MLCK regulates Schwann cell cytoskeletal organization, differentiation and myelination

• Published in: Journal of cell science Vol. 124; no. Pt 22; pp. 3784 - 3796
• Main Authors: Leitman, Ellen M, Tewari, Ambika, Horn, Meryl, Urbanski, Mateusz, Damanakis, Evangelos, Einheber, Steven, Salzer, James L, de Lanerolle, Primal, Melendez-Vasquez, Carmen V
• Format: Journal Article
• Language: English
• Published: England Company of Biologists 15.11.2011
• Subjects: Animals; Cell Differentiation; Cells, Cultured; Cytoskeleton - metabolism; Myelin Sheath - metabolism; Myosin-Light-Chain Kinase - genetics; Myosin-Light-Chain Kinase - metabolism; Rats; Schwann Cells - cytology; Schwann Cells - enzymology; Schwann Cells - metabolism
• ISSN: 0021-9533; 1477-9137
• DOI: 10.1242/jcs.080200

Signaling through cyclic AMP (cAMP) has been implicated in the regulation of Schwann cell (SC) proliferation and differentiation.

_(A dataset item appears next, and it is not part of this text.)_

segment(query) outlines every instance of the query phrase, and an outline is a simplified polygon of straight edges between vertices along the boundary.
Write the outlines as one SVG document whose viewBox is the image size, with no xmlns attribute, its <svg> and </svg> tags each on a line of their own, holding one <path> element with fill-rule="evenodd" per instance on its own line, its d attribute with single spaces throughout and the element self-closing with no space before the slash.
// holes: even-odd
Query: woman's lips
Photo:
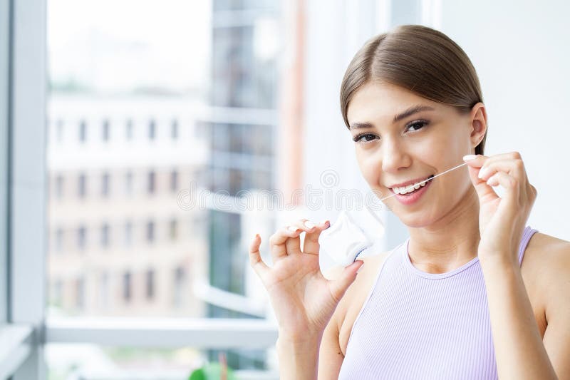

In quiescent SCs, elevation of cAMP promotes the expression of proteins associated with myelination such as Krox-20 and P0, and downregulation of markers associated with the non-myelinating SC phenotype. We have previously shown that the motor protein myosin II is required for the establishment of normal SC-axon interactions, differentiation and myelination, however, the mechanisms behind these effects are unknown. Here we report that the levels and activity of myosin light chain kinase (MLCK), an enzyme that regulates MLC phosphorylation in non-muscle cells, are dramatically downregulated in SCs after cAMP treatment, in a similar pattern to that of c-Jun, a known inhibitor of myelination. Knockdown of MLCK in SCs mimics the effect of cAMP elevation, inducing plasma membrane expansion and expression of Krox-20 and myelin proteins. Despite activation of myelin gene transcription these cells fail to make compact myelin when placed in contact with axons. Our data indicate that myosin II activity is differentially regulated at various stages during myelination and that in the absence of MLCK the processes of SC differentiation and compact myelin assembly are uncoupled.